Dir. Ingmar Bergman. Starring Bibi Andersson, Liv Ullmann, Margaretha Krook
(I definitely reserve the right to fix this one up later.)
It’s interesting that Elisabet chooses silence as her escape rather than blindness. Her letter proves that she is not shy about communicating, necessarily, but more importantly it is her sight which terrifies her, forces her back into herself. In one scene, she has the news on and watches the famous newsreel of the self-immolating monk protesting the Vietnam War.

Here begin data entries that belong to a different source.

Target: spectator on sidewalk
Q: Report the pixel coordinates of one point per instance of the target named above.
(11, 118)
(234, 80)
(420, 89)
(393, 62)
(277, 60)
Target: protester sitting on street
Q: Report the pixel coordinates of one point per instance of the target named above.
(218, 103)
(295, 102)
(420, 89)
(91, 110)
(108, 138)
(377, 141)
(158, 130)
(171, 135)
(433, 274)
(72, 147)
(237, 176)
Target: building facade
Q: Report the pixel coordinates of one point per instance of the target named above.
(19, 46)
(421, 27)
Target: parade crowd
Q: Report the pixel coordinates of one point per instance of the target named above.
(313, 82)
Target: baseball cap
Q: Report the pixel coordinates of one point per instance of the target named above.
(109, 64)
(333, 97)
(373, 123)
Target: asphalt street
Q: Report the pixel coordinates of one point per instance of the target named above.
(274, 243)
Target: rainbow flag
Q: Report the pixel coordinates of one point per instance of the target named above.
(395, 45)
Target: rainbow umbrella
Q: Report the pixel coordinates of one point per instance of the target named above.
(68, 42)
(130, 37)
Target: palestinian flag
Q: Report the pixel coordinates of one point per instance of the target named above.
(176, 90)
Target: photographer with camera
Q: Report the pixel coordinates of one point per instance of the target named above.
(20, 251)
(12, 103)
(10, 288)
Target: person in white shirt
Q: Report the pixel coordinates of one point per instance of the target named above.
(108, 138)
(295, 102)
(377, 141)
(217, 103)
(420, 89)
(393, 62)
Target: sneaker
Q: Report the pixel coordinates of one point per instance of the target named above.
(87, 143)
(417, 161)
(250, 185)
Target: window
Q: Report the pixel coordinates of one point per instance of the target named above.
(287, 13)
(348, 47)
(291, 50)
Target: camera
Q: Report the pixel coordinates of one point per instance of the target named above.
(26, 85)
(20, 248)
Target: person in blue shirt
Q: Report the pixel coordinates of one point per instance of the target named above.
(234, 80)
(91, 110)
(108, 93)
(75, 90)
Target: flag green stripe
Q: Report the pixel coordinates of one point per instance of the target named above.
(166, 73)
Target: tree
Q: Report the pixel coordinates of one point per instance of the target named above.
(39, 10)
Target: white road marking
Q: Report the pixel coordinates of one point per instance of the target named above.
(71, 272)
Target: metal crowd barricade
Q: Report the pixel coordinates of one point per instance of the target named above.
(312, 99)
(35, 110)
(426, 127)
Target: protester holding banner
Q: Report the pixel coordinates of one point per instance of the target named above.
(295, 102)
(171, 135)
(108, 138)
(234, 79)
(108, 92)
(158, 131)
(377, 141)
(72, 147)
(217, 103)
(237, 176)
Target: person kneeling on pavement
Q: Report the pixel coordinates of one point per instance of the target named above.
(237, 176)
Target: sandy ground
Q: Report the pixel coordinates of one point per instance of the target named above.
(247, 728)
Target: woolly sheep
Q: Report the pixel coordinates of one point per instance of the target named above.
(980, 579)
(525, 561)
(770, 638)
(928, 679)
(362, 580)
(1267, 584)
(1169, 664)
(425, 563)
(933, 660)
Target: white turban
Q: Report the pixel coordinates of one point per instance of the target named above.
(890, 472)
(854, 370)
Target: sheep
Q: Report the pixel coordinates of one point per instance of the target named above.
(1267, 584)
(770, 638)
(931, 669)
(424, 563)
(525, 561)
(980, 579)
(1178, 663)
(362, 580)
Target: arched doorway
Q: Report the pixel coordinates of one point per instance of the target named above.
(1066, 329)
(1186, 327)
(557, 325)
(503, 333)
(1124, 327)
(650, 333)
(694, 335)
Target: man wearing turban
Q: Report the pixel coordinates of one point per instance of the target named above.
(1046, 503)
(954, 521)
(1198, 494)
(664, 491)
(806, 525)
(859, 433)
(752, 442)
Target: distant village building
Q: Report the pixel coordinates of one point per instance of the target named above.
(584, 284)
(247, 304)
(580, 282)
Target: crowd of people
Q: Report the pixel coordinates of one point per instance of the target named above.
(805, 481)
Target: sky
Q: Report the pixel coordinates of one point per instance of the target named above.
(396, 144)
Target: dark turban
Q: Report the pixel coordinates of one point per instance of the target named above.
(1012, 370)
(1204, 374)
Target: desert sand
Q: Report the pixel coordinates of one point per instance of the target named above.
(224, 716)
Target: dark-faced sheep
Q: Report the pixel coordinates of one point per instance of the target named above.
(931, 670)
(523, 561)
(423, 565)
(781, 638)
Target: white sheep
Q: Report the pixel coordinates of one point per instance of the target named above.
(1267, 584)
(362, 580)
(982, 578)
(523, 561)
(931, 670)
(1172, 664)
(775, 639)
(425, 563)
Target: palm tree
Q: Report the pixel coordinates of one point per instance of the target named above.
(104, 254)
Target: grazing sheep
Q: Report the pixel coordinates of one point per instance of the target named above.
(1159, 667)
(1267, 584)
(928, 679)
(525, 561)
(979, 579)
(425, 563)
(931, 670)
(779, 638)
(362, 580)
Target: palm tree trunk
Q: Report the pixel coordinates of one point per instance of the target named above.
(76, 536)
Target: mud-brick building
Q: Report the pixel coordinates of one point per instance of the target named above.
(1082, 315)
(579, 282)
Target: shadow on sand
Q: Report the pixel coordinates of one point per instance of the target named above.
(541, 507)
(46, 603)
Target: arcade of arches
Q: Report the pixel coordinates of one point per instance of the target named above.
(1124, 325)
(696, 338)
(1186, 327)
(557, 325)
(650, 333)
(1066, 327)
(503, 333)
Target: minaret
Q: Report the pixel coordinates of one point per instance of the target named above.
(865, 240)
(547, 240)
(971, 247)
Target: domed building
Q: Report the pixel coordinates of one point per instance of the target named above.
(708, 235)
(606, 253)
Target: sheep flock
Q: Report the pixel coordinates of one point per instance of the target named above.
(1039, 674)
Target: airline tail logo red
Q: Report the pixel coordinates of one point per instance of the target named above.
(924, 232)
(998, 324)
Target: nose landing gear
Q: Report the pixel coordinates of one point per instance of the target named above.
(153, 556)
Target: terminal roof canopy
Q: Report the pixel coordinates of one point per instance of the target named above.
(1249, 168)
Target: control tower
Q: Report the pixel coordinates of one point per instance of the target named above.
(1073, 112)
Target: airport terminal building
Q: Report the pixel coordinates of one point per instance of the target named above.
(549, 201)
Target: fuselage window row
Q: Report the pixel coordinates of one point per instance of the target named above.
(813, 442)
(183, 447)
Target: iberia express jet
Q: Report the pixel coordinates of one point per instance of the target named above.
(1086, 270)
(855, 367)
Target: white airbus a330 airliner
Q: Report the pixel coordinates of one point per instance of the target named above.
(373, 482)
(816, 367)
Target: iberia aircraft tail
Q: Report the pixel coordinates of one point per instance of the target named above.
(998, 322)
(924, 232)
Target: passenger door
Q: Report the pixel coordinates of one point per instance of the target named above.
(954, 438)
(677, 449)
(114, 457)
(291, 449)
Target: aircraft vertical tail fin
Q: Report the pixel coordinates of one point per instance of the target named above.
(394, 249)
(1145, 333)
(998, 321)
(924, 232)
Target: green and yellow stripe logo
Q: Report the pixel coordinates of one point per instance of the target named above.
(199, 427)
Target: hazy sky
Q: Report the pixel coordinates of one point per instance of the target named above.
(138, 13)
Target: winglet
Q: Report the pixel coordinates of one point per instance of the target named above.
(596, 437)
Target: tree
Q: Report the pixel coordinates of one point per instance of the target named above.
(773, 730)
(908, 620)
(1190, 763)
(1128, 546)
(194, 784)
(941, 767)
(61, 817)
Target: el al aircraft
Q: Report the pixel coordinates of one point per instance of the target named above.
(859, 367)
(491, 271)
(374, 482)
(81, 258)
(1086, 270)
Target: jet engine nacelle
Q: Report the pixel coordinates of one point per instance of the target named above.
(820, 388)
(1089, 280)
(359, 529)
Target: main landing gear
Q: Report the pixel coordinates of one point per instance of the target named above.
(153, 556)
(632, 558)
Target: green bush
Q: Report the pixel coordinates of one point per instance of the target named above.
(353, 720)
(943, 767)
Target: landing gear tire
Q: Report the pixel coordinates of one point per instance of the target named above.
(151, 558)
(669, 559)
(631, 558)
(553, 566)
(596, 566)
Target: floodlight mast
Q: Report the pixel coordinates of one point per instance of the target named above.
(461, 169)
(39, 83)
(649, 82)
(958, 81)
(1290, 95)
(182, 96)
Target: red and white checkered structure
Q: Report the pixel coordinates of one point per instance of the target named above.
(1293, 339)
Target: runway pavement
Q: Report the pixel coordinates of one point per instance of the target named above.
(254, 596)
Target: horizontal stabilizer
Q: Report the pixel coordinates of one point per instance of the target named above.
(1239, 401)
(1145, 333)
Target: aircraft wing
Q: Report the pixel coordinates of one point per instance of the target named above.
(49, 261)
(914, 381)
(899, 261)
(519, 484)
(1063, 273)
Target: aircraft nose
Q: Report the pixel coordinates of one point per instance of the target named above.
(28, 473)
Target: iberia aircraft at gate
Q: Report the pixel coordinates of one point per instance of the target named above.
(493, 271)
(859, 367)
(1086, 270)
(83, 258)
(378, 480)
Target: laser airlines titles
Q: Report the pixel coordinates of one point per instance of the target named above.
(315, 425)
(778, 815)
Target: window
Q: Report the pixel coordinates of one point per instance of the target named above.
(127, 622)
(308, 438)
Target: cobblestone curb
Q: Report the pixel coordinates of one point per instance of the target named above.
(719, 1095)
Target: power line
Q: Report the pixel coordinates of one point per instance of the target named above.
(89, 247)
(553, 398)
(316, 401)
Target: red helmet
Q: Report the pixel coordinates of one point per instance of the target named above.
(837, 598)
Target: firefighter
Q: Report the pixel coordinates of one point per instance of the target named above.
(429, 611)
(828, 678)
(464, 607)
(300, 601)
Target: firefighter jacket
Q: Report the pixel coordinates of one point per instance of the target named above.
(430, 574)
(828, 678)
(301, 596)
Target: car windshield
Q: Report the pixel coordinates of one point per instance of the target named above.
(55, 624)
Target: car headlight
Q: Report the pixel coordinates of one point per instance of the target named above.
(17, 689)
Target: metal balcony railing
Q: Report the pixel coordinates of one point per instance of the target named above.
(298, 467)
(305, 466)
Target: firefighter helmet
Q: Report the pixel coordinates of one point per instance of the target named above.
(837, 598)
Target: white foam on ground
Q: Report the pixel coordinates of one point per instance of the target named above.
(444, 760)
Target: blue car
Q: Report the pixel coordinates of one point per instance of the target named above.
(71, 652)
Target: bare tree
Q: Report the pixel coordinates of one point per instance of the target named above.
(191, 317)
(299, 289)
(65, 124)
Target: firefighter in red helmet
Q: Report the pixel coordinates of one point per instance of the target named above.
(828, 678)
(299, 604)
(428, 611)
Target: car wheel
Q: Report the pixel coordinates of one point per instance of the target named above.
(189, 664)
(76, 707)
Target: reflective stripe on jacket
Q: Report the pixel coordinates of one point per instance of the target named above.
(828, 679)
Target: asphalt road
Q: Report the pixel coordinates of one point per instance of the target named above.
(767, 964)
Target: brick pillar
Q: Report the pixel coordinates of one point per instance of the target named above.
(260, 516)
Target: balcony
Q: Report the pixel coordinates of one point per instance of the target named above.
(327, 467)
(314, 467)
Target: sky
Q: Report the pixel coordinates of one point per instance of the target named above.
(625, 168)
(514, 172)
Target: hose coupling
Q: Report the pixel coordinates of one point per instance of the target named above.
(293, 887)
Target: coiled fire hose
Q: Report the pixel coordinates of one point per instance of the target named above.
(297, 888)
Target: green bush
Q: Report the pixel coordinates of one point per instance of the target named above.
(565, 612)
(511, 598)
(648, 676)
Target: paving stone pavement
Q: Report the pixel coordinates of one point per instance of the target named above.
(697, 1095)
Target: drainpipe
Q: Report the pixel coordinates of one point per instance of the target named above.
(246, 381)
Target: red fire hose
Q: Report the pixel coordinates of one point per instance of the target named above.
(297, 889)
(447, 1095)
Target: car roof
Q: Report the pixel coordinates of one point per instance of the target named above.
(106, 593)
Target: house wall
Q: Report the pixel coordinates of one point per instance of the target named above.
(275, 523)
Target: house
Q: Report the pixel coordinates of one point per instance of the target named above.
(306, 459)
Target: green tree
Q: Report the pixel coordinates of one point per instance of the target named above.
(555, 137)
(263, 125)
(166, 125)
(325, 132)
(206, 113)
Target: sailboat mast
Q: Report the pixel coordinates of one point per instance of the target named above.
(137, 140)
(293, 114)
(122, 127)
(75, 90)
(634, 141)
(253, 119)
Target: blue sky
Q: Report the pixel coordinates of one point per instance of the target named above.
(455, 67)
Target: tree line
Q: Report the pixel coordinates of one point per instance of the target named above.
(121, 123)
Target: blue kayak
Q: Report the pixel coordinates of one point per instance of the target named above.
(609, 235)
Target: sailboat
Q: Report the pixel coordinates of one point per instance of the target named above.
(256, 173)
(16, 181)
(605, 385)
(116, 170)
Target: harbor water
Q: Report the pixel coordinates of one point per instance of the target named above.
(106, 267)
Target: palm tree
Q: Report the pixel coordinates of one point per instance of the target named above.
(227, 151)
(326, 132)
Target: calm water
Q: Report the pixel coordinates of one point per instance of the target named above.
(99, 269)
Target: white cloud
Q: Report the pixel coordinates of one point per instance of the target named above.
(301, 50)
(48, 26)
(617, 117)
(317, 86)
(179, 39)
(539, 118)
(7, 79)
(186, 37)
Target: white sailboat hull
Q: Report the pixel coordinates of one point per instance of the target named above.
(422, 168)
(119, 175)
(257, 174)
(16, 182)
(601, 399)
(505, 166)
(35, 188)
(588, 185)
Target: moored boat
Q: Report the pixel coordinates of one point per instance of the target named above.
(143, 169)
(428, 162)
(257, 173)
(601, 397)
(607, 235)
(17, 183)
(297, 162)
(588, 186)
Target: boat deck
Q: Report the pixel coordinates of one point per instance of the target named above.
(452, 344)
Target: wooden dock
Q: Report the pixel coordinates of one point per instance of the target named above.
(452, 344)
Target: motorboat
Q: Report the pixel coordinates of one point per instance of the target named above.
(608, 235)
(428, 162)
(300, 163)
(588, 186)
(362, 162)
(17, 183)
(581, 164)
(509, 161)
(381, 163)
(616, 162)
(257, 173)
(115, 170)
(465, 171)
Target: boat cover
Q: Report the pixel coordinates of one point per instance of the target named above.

In another, she stares deeply into a famous picture of a child surrendering in the Warsaw Ghetto. Frequently referenced is the picture of her son that she rips in half. The sight of the monk on fire pushes her literally into the corner of the room, cowering with her hand up at her mouth. The picture from the Warsaw Ghetto is parsed with a thoroughness, with a microscopic focus on the many, less iconic faces in the picture. The boy’s panic is now suffused with the faces around him which are less panicked and worried than his own. Yet this picture also seems to strongly affect Elisabet, a meta reminder that single images, present long enough to attract our searching views, have a power and life of their own. They are also reminders of the power that lands heavily upon individuals who take drastic action to return some small amount of power to themselves. To me, these aren’t statements of politics so much as they are clues of Elisabet’s powerlessness, and the anorectic strength she needs to exhibit to return any amount of power to her own situation.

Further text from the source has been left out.